11. 9: Level of Evidence

11.1. Level III: Controlled Trial (without randomization): experiment where subjects are assigned in a non-random manner to a treatment or control group

11.1.1. Raulji, C. M., Clay, K., Velasco, C., & Yu, L. C. (2015). Daily bathing with chlorhexidine and its effects on nosocomial infection rates in pediatric oncology patients. Pediatric Hematology and Oncology, 32(5), 315-321. doi:10.3109/08880018.2015.1013588

11.2. Level IV: Cohort Study, an observation of cohorts to determine an outcome

11.2.1. Thom, K. A., Li, S., Custer, M., Preas, M. A., Rew, C. D., Cafeo, C., Leekha, S., Caffo, B. S., Scalea, T. M., Lissauer, M. E. (2013). Successful implementation of a unit-based quality nurse to reduce central line-associated bloodstream infections. American journal of infection control, 42(2), 139-43.
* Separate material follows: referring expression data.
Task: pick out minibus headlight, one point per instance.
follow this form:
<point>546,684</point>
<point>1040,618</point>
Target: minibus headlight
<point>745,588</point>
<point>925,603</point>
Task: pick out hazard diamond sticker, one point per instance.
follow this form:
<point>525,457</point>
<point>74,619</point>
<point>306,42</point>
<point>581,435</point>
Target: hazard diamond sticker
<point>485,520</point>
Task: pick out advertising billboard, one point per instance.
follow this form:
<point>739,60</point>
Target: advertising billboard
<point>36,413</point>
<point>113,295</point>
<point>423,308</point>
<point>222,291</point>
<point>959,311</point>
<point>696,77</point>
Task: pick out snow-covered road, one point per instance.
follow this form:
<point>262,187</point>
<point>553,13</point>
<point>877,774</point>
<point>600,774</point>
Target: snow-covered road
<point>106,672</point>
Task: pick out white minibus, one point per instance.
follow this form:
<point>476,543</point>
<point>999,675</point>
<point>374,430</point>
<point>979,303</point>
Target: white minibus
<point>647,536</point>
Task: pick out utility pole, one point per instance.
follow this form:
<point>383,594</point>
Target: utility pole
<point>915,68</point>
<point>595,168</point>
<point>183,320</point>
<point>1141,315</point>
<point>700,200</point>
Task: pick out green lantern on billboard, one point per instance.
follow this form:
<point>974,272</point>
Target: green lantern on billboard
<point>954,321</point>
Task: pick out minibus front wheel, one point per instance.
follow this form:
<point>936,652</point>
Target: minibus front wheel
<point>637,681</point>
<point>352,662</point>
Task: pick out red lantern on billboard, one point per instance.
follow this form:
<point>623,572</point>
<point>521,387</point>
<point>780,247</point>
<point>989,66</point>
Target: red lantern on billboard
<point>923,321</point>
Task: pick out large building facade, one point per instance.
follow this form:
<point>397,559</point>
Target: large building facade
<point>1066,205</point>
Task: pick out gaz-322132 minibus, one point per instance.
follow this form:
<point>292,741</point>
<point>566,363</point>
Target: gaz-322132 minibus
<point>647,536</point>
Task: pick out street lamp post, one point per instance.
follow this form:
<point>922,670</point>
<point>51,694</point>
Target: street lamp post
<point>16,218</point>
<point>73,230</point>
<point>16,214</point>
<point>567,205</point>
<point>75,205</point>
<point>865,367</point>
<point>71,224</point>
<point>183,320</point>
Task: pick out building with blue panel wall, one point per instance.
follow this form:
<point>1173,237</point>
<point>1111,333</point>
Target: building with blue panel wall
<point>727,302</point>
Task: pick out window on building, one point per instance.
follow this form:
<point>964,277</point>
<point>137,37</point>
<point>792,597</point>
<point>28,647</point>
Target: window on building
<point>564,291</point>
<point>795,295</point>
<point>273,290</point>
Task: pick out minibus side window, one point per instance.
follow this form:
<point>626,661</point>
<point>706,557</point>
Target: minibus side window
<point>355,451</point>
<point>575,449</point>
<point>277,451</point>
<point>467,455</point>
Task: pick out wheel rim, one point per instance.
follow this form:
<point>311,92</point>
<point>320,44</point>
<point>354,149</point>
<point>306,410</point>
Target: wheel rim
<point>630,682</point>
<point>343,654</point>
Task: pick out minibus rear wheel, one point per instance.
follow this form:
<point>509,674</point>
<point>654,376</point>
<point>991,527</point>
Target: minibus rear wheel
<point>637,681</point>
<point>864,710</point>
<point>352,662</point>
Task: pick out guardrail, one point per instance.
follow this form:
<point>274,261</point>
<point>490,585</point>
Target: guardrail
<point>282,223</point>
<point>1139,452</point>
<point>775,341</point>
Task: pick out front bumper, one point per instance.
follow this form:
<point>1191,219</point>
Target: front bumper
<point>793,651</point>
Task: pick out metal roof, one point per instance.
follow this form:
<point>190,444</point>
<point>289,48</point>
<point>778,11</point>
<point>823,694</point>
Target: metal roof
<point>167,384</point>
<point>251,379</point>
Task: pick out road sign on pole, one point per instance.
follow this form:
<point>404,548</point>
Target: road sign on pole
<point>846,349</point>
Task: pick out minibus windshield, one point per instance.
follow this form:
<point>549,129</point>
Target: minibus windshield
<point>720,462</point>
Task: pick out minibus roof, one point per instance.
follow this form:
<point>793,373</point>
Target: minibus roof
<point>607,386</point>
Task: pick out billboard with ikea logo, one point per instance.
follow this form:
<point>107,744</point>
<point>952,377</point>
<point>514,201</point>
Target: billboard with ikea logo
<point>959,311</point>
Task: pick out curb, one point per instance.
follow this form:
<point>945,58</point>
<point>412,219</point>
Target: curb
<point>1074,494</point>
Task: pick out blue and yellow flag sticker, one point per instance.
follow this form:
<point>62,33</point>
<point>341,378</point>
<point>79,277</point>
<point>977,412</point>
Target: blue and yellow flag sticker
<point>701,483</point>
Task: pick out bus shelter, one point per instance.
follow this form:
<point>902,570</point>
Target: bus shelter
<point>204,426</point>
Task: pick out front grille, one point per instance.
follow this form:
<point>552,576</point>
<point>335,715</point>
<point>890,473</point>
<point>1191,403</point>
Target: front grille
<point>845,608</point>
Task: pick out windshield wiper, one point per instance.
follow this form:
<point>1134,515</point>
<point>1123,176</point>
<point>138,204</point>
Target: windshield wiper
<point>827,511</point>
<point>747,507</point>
11.2.2. Powers, J., Peed, J., Burns, L., & Ziemba-Davis, M. (2012). Chlorhexidine bathing and microbial contamination in patients bath basins. American Journal of Critical Care, 21(5), 338-342. doi:10.4037/ajcc2012242

11.2.3. Page , J., Tremblay, M., Nicholas, C., & James, T. A. (2016). Reducing oncology unit central line–associated bloodstream infections: Initial results of a simulation-based educational intervention. Journal of Oncology Practice, 12(1), E83-E87. doi:10.1200/jop.2015.005751

11.2.4. Rinke, M. L., Bundy, D. G., Chen, A. R., Milstone, A. M., Colantuoni, E., Pehar, M., Herpst, C., … Miller, M. R. (2013). Central line maintenance bundles and CLABSIs in ambulatory oncology patients. Pediatrics, 132(5), e1403-12.

11.3. Level V: Systematic Review of Descriptive or Qualitative Studies

11.3.1. Boubekri, A. (2013). Reducing central line-associated bloodstream infections in the blood and marrow transplantation population: A review of the literature. Clinical Journal of Oncology Nursing, 17(3), 297–302.